In God we trust; all others must bring data. -- W. Edwards Deming
Welcome to yet another instalment in our series of posts about tooling in Computational Neuroscience. Previously, we have discussed simulators - a popular one, in particular - and microscopes. We shall now talk about data in Computational Neuroscience, a seemingly broad and somewhat mundane topic but one which is central to any attempt in understanding the status quo of the discipline. The target audience remains as it was - the lay person - but I'm afraid things are getting increasingly technical.
More Data! We Need More Data!
Computational Neuroscience by itself is not particularly interesting if there are no inputs to the models we carefully craft nor detailed outputs to allow us to know what the models are doing. Similarly, one needs to be able to use experimental data to inform our modeling choices and in order to baseline expectations; if this data is not available, one cannot tell how close or how far models are from the real thing. As everywhere else, data is of crucial importance here; we need lots of it and of many different kinds.
Once you need data, you soon need to worry about data representation: how should information be encoded? Clearly, in order for the data to be useful in a general sense, it must be accompanied by a formal or informal specification or else users will not know how to interpret it. Furthermore, given the highly technical nature of the data in question, the specification must be very precise or the data becomes useless or even dangerous; "Was that in microns or nanometres?" is not the sort of question you want to be asking. In a world where producers and consumers of data can be anywhere geographically, the specification assumes an ever larger degree of importance.
In summary, it is just not practical to allow everyone to come up with their own data formats:
- writing a clear and concise specification for data interchange is hard work, and requires a lot of experience in both the domain and the specification process in general. The first attempts would probably prove to be incomplete, inconsistent or impractical.

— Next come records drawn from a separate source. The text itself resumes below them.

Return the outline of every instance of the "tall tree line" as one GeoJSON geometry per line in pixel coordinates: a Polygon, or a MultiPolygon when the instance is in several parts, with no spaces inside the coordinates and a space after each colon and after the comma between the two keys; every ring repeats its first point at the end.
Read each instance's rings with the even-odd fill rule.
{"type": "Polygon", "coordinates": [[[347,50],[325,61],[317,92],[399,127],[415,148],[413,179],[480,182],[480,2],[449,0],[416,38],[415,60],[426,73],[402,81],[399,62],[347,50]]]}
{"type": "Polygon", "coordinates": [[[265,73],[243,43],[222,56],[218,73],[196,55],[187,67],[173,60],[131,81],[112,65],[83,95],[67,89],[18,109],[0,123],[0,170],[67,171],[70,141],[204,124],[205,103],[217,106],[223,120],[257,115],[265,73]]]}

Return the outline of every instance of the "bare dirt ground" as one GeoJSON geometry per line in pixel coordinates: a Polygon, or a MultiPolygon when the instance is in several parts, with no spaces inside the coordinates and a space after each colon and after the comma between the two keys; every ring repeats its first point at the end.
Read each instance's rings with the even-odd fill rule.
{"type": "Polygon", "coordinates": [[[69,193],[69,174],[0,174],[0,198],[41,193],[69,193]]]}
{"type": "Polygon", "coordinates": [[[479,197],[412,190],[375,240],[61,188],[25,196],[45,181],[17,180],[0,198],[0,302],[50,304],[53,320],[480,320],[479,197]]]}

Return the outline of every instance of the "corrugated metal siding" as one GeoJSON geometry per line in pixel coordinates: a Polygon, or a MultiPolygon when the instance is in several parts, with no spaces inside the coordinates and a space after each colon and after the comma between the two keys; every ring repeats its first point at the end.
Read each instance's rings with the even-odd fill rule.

- writing code to read and write files according to a specification and in multiple programming languages is also demanding engineering work.
- writing code to convert from one data specification to another is even more complicated because it requires intimate knowledge of both.
- some data is generated directly by hardware, making it impractical to adapt to different requirements.
Another aspect worth highlighting is the "big data" nature of a lot of the data sets used in this field. Anything to do with the brain gets pretty complex pretty quickly, and this manifests itself in the data dimension by having ever larger data sets with greater levels of detail. On the plus side, thanks to Moore's Law sigmoid, detailed information at all levels is allowing us to answer questions that were unanswerable not so long ago. The flip side is that all those details come at a cost: the data sets are becoming huge. For example, the resolution of the data coming out of microscopy is now so high that a single data set can take as much as 500 TB. And of course, not only are individual data sets getting larger and larger, but we are able to generate more of them at an ever increasing pace because the processes are more streamlined. It is a fire-hose of data.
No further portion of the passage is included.